"Sin is black, grace abounds, the will is free."—one biographer's summary of Lyman Beecher's Theology

During Lyman Beecher's sophomore year at Yale, school president Timothy Dwight launched a preaching campaign against the school's pervading religious skepticism. After a debate titled "Is the Bible the Word of God?" Beecher noted, "all infidelity skulked and hid its head." When Dwight preached, "The harvest is past, the summer is ended, and we are not saved," Beecher felt as if "a whole avalanche rolled down" upon him, and he went home, "weeping every step."

This personal transformation foreshadowed changes that were taking place in American Christianity, many of which he became a part.

Timeline

1735

George Whitefield converted

1759

Voltaire's Candide

1771

Francis Asbury sent to America

1775

Lyman Beecher born

1863

Lyman Beecher dies

1865

J. Hudson Taylor founds China Inland Mission

Pragmatic preaching

A native of Connecticut, Beecher was licensed as a Congregational clergyman—though his first pastorate was a Presbyterian church in East Hampton, Long Island.

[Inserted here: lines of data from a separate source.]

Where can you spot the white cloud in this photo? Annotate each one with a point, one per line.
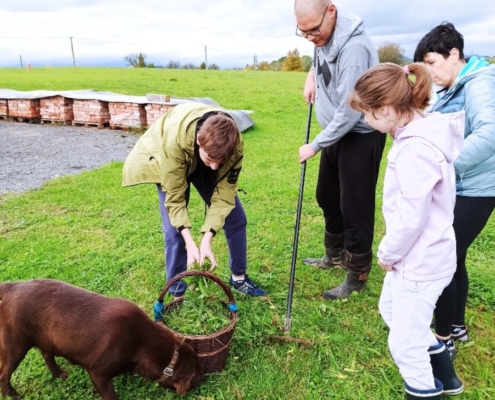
(233, 30)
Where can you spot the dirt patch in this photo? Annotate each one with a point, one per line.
(31, 154)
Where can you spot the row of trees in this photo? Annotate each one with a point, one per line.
(293, 61)
(138, 60)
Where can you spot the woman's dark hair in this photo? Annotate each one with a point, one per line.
(441, 39)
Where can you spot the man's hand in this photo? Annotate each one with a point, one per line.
(387, 268)
(205, 250)
(309, 87)
(305, 153)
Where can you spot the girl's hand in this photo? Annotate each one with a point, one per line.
(387, 268)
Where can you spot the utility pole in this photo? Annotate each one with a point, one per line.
(72, 48)
(206, 58)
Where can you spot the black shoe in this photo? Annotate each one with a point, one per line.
(460, 333)
(443, 369)
(247, 286)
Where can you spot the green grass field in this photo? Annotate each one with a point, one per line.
(89, 231)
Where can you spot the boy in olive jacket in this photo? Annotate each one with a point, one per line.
(201, 145)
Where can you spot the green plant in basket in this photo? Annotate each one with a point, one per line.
(201, 311)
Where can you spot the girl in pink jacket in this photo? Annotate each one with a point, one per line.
(418, 250)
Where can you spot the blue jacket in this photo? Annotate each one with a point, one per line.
(474, 92)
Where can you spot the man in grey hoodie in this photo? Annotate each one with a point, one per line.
(351, 150)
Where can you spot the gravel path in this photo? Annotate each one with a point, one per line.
(31, 154)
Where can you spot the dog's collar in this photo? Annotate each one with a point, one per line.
(169, 370)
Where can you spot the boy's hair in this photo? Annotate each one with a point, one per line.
(388, 84)
(441, 39)
(219, 137)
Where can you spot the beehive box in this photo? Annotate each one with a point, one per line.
(24, 109)
(127, 115)
(56, 109)
(91, 113)
(155, 111)
(4, 109)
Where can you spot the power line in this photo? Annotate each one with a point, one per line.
(234, 55)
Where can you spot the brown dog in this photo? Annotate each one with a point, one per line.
(106, 336)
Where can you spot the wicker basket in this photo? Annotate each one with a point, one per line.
(213, 349)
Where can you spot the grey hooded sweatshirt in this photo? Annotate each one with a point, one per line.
(338, 66)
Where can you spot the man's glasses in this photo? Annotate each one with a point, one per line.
(313, 32)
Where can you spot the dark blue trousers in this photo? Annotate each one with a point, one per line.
(175, 247)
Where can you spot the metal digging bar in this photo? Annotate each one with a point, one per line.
(287, 323)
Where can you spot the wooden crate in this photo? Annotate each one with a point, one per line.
(90, 113)
(127, 115)
(24, 108)
(155, 111)
(57, 108)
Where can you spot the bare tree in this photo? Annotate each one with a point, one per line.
(173, 64)
(131, 59)
(141, 60)
(293, 61)
(391, 52)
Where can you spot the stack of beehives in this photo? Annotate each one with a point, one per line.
(56, 108)
(155, 111)
(24, 108)
(4, 108)
(125, 115)
(91, 112)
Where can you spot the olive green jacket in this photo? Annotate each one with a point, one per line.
(165, 155)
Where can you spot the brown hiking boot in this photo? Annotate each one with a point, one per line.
(358, 268)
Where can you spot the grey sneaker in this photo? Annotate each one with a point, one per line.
(460, 333)
(450, 345)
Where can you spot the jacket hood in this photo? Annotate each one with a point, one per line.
(444, 131)
(348, 25)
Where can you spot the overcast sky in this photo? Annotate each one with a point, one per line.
(233, 31)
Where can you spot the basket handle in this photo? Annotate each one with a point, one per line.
(206, 274)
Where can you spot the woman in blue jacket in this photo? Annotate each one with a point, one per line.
(467, 85)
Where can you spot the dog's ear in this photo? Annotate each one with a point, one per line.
(182, 385)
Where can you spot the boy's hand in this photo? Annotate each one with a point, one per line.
(205, 250)
(193, 254)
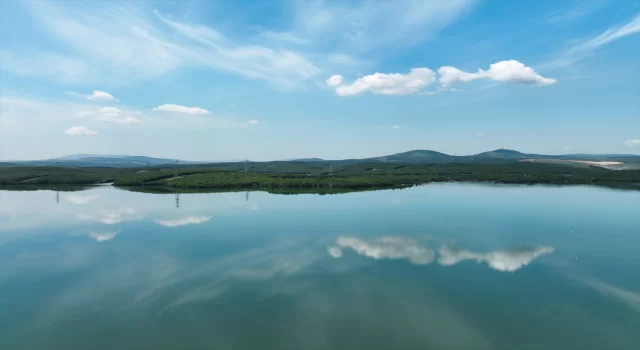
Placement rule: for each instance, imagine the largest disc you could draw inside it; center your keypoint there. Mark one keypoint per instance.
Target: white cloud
(82, 199)
(632, 142)
(181, 109)
(334, 80)
(609, 35)
(114, 216)
(387, 84)
(80, 130)
(388, 248)
(43, 64)
(96, 95)
(103, 236)
(451, 75)
(581, 49)
(286, 37)
(190, 220)
(335, 252)
(109, 110)
(506, 261)
(510, 71)
(124, 42)
(110, 114)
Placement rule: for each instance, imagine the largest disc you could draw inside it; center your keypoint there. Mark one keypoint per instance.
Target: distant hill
(498, 156)
(81, 156)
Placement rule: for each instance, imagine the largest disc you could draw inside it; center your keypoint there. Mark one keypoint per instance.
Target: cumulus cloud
(80, 130)
(510, 71)
(111, 217)
(190, 220)
(82, 199)
(334, 80)
(501, 260)
(96, 95)
(335, 252)
(103, 236)
(632, 142)
(181, 109)
(385, 248)
(385, 84)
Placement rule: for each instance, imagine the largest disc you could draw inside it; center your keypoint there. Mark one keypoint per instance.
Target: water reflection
(82, 199)
(411, 249)
(112, 216)
(113, 265)
(103, 236)
(385, 248)
(502, 260)
(189, 220)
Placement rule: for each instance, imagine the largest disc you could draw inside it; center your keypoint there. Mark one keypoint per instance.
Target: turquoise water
(442, 266)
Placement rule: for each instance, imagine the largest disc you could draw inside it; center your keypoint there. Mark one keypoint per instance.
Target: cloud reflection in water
(385, 248)
(501, 260)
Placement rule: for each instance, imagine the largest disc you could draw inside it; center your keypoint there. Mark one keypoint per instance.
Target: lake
(440, 266)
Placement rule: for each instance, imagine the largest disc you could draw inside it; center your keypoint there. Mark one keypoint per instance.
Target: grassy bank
(300, 175)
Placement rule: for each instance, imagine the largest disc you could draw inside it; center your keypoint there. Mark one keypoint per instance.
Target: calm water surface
(443, 266)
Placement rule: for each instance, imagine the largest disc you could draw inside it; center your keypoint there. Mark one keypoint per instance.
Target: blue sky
(333, 79)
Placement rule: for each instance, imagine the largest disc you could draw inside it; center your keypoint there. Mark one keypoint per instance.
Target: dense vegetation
(314, 175)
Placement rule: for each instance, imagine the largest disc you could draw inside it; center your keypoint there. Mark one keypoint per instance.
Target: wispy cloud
(581, 50)
(190, 220)
(125, 43)
(111, 115)
(80, 130)
(608, 36)
(121, 43)
(583, 9)
(103, 236)
(632, 142)
(181, 109)
(37, 64)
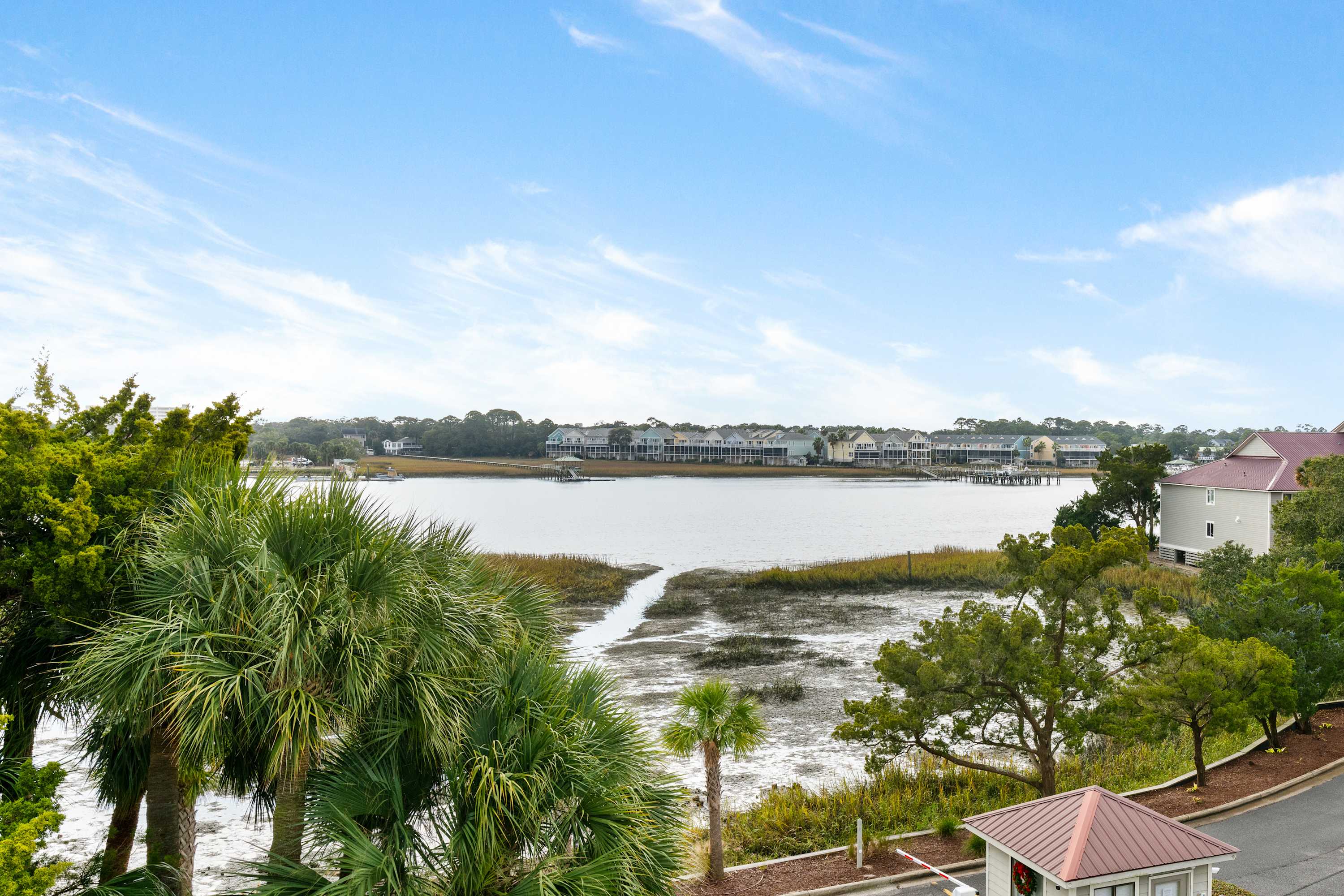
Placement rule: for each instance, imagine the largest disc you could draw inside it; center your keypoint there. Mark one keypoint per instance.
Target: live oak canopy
(1021, 679)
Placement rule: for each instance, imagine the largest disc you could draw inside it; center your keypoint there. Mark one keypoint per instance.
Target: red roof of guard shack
(1092, 833)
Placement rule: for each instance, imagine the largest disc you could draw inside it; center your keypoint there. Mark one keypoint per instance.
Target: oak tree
(1019, 679)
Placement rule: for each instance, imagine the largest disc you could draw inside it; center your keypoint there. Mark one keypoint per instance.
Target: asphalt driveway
(1291, 848)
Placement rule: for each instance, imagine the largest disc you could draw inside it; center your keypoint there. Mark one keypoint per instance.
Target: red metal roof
(1093, 832)
(1264, 473)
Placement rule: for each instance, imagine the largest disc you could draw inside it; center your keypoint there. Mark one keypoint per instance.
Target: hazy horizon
(687, 209)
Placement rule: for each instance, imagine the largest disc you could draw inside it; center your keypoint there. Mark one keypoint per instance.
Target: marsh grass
(576, 579)
(945, 567)
(793, 820)
(740, 650)
(784, 689)
(939, 569)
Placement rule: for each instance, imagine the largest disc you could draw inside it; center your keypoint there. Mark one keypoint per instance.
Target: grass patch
(740, 650)
(939, 569)
(687, 594)
(787, 689)
(793, 820)
(951, 569)
(576, 579)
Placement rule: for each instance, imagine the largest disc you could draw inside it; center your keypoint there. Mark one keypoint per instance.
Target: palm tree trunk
(121, 836)
(714, 800)
(1201, 773)
(287, 836)
(170, 814)
(23, 726)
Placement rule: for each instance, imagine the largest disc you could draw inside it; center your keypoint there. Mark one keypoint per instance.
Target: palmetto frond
(711, 712)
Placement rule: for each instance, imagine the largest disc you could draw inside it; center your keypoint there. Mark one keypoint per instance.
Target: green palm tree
(713, 720)
(550, 788)
(267, 624)
(125, 669)
(119, 761)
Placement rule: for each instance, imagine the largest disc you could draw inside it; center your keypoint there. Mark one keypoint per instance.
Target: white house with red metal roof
(1233, 499)
(1094, 843)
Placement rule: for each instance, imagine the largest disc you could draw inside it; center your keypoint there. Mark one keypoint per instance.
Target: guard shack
(1094, 843)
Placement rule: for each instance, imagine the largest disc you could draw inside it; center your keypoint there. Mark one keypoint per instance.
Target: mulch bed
(1257, 771)
(824, 871)
(1250, 774)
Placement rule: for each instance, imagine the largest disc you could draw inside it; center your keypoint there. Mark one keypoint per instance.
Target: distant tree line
(1182, 440)
(496, 433)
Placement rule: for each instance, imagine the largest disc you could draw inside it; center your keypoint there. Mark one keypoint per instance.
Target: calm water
(678, 524)
(736, 523)
(687, 523)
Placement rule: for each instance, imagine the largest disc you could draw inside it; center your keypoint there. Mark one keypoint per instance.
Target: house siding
(998, 878)
(1185, 513)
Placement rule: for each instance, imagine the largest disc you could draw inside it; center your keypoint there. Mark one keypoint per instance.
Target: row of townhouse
(728, 445)
(1042, 450)
(887, 448)
(861, 448)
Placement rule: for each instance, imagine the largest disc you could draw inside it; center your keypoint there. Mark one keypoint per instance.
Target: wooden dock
(558, 472)
(991, 476)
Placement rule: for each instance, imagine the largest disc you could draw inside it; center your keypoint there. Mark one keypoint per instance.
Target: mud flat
(801, 653)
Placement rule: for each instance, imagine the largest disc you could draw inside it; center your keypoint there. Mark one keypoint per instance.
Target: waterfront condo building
(402, 447)
(725, 445)
(978, 448)
(1233, 499)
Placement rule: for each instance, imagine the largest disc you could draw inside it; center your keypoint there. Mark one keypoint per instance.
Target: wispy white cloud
(1291, 236)
(1068, 256)
(26, 49)
(803, 76)
(913, 351)
(588, 39)
(527, 189)
(1086, 291)
(66, 170)
(1078, 365)
(795, 279)
(858, 45)
(1147, 374)
(138, 121)
(1171, 366)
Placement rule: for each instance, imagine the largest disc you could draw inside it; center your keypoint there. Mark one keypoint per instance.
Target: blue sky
(871, 213)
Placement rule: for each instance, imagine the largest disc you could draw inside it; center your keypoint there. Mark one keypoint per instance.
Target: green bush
(924, 790)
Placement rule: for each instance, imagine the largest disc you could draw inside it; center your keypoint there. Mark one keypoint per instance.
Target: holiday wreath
(1023, 879)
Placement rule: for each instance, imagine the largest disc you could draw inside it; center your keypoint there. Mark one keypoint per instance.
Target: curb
(1190, 775)
(1266, 797)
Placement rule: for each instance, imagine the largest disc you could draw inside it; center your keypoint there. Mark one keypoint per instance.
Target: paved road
(1291, 848)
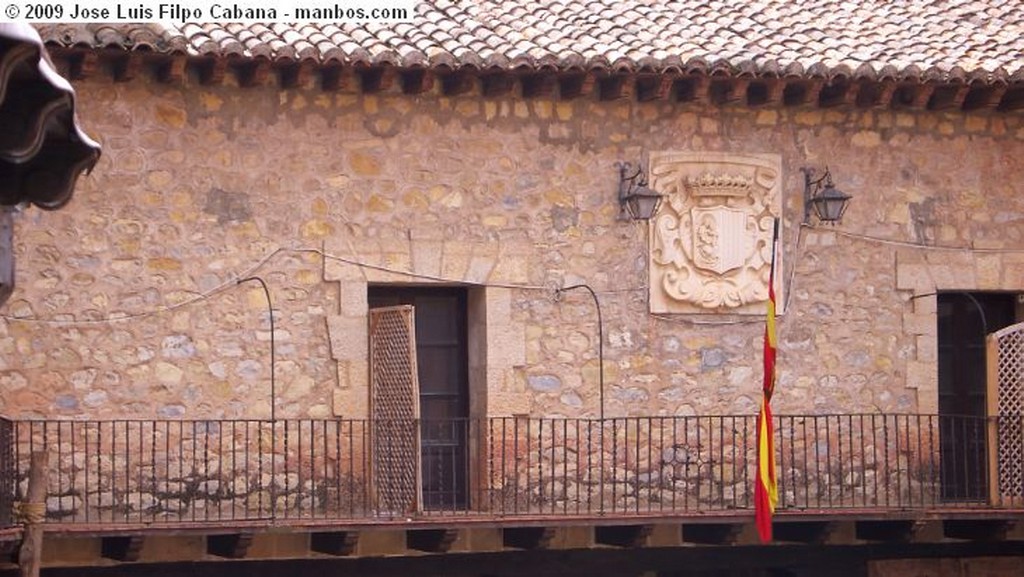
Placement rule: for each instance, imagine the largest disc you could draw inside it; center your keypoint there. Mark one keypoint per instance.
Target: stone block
(922, 375)
(928, 347)
(350, 403)
(349, 337)
(352, 300)
(913, 277)
(427, 256)
(920, 324)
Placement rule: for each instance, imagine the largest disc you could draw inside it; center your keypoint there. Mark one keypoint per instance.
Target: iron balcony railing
(124, 471)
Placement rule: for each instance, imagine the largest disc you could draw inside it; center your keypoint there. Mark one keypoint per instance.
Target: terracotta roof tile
(622, 35)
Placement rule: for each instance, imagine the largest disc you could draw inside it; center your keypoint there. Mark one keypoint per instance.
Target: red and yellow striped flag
(765, 490)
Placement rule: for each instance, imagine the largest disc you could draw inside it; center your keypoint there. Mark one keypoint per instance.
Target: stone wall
(127, 303)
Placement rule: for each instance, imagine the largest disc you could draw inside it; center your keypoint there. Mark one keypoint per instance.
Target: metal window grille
(1009, 393)
(394, 399)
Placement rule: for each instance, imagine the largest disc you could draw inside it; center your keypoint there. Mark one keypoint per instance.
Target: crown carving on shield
(709, 184)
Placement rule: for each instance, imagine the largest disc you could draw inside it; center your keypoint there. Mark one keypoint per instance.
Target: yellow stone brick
(159, 178)
(543, 109)
(211, 101)
(563, 111)
(316, 229)
(495, 220)
(905, 120)
(976, 123)
(468, 108)
(415, 199)
(171, 116)
(380, 203)
(370, 104)
(866, 138)
(320, 207)
(364, 164)
(767, 118)
(163, 263)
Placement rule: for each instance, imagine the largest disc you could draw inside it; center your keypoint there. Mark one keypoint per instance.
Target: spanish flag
(765, 490)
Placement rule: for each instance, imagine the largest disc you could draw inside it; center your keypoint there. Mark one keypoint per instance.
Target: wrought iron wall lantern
(636, 199)
(821, 197)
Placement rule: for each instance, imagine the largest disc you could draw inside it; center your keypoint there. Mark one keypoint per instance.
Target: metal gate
(1006, 408)
(394, 410)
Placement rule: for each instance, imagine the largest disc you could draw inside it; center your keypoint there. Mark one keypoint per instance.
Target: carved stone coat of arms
(711, 241)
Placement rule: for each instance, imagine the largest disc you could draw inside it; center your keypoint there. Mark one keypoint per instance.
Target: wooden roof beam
(576, 85)
(802, 92)
(538, 85)
(417, 81)
(839, 93)
(212, 72)
(765, 92)
(457, 83)
(985, 97)
(694, 88)
(616, 86)
(336, 77)
(654, 87)
(172, 71)
(949, 96)
(380, 79)
(497, 84)
(127, 67)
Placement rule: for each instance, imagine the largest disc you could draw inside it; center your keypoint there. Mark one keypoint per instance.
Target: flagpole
(765, 489)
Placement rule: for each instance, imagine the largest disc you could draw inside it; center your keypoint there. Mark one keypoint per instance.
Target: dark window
(964, 321)
(441, 356)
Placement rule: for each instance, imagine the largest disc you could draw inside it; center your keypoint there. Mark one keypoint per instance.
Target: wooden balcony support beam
(122, 547)
(895, 531)
(627, 536)
(976, 529)
(712, 533)
(338, 543)
(809, 532)
(527, 537)
(232, 545)
(431, 540)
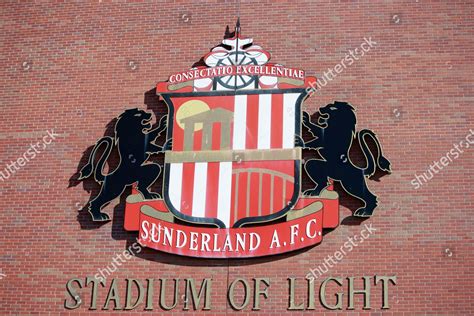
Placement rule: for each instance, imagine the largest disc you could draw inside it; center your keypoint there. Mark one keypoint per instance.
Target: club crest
(233, 160)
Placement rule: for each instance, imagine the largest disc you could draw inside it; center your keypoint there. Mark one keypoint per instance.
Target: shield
(233, 159)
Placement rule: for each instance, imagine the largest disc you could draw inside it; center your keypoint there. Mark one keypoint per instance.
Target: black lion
(334, 133)
(134, 141)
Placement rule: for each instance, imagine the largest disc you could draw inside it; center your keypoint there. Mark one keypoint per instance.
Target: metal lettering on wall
(232, 172)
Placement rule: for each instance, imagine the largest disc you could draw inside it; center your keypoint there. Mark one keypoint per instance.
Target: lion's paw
(152, 196)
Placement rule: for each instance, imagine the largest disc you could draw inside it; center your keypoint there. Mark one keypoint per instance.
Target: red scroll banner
(299, 228)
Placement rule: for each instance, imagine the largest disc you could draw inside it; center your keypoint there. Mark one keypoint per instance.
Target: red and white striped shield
(233, 160)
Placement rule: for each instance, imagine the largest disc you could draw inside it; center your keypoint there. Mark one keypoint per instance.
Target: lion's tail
(91, 167)
(382, 162)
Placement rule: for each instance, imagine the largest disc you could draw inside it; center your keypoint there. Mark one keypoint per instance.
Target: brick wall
(67, 67)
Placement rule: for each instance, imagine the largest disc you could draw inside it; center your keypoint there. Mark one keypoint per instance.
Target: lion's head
(338, 115)
(133, 121)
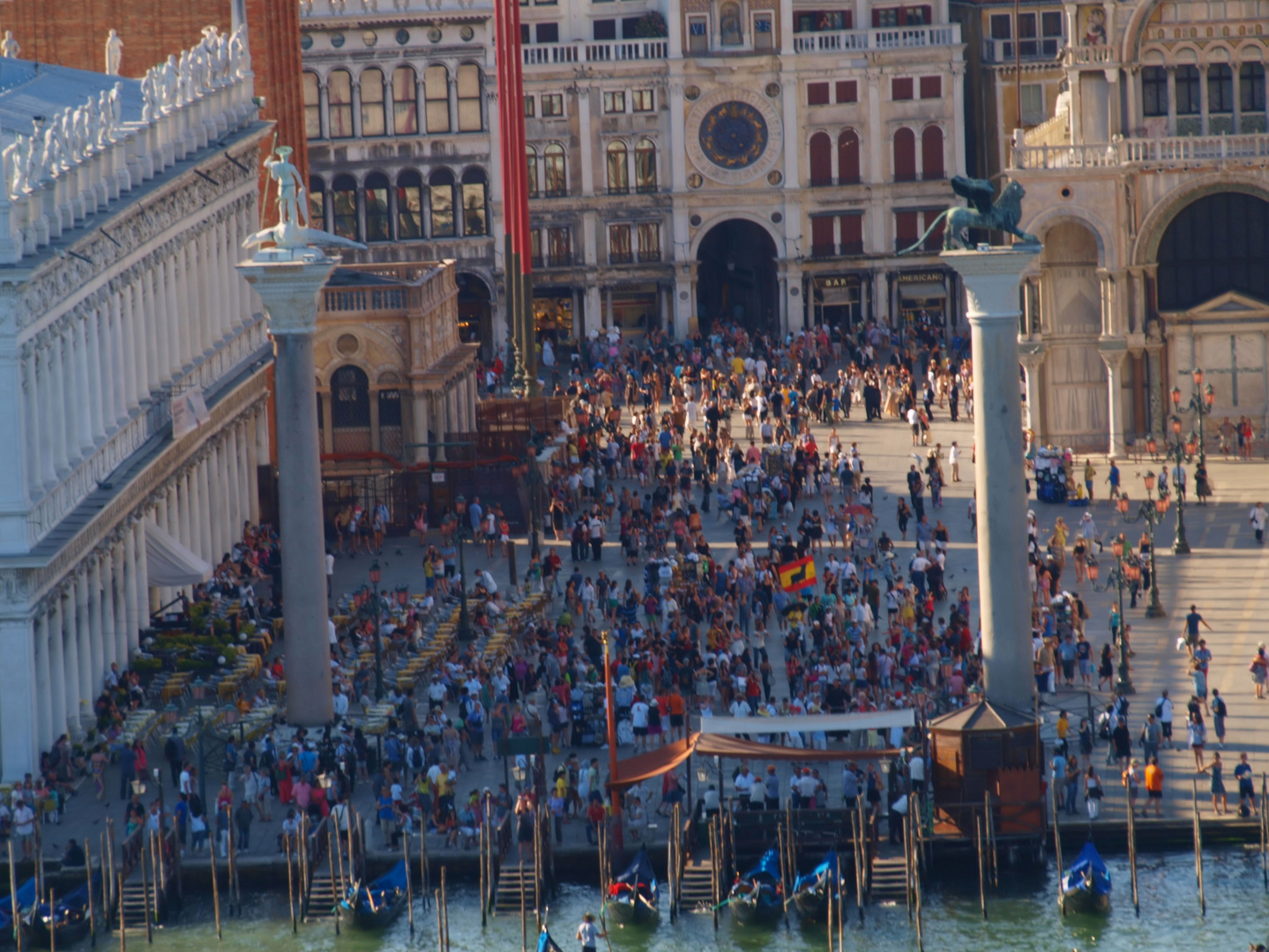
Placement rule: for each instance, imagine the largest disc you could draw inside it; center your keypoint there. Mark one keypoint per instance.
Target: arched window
(905, 155)
(405, 101)
(474, 217)
(377, 207)
(618, 178)
(1220, 87)
(821, 160)
(847, 158)
(931, 152)
(441, 196)
(373, 118)
(1188, 101)
(390, 413)
(556, 170)
(317, 203)
(339, 98)
(350, 410)
(409, 205)
(468, 98)
(1251, 89)
(645, 167)
(531, 159)
(344, 207)
(312, 107)
(436, 93)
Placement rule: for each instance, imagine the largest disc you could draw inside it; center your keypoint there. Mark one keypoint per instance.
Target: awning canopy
(736, 748)
(875, 720)
(169, 563)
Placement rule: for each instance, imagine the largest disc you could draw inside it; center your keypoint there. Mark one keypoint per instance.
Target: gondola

The young preacher was initially frustrated: "My preaching seems not to move," he complained. "I speak against a rock." But when he preached "The Remedy for Dueling," on the occasion of the Aaron Burr-Alexander Hamilton duel of 1806, a small revival broke out.

In 1810, he began pastoring a Congregationalist church in Litchfield, Connecticut, where his reputation as a revivalist and social reformer grew. He jealously defended the church's right to establishment (the state of Connecticut financed Congregationalism), but when Congregationalism was disestablished, he changed his mind: "It cut the churches loose from dependence on state support. It threw them wholly on their own resources and on God."

At his next church, Hanover Street Church, Boston, the great issue was unitarianism, which prevailed in the city. The revivalist quickly went to work with a strenuous campaign for orthodoxy.

Early on, Beecher's passion for saving souls drove his theology in a more pragmatic direction. He appealed to one seeker's intellect, to another's emotions. His sermons had a rationalistic bent and were peppered with words and phrases like "common sense," "honorable" repentance, meeting "all objections"—while he strutted around and waved his arms (a style his children would affectionately imitate in play). He was considered the archetypal Yankee—canny, waggish, relentless in logical argument, sinewy, and ungraceful.

Champion of free-will

In 1832 Beecher began concurrent terms as pastor of Second Presbyterian Church and Lane Seminary, both in Cincinnati, Ohio. As the abolitionist movement heated up in the city, Beecher discovered how voluntary groups could powerfully work toward healing social ills.

This, in turn, prompted him to reevaluate his Calvinist doctrine of sin and to put a greater emphasis on free will. His Calvinism was increasingly shaped by Arminians like Charles Finney, and what has been called New School theology, summarized by one Beecher biographer: "Sin is black, grace abounds, the will is free."

In the Calvinist-imbued Congregationalism of the time, this didn't sit well, and Beecher was charged with heresy, but he was eventually acquitted.

Beecher's greatest legacy may be the family he produced. He was said to be the "father of more brains than any man in America," for among his children were Harriet Beecher Stowe, author of Uncle Tom's Cabin, and Henry Ward Beecher, the most famous American preacher of his day.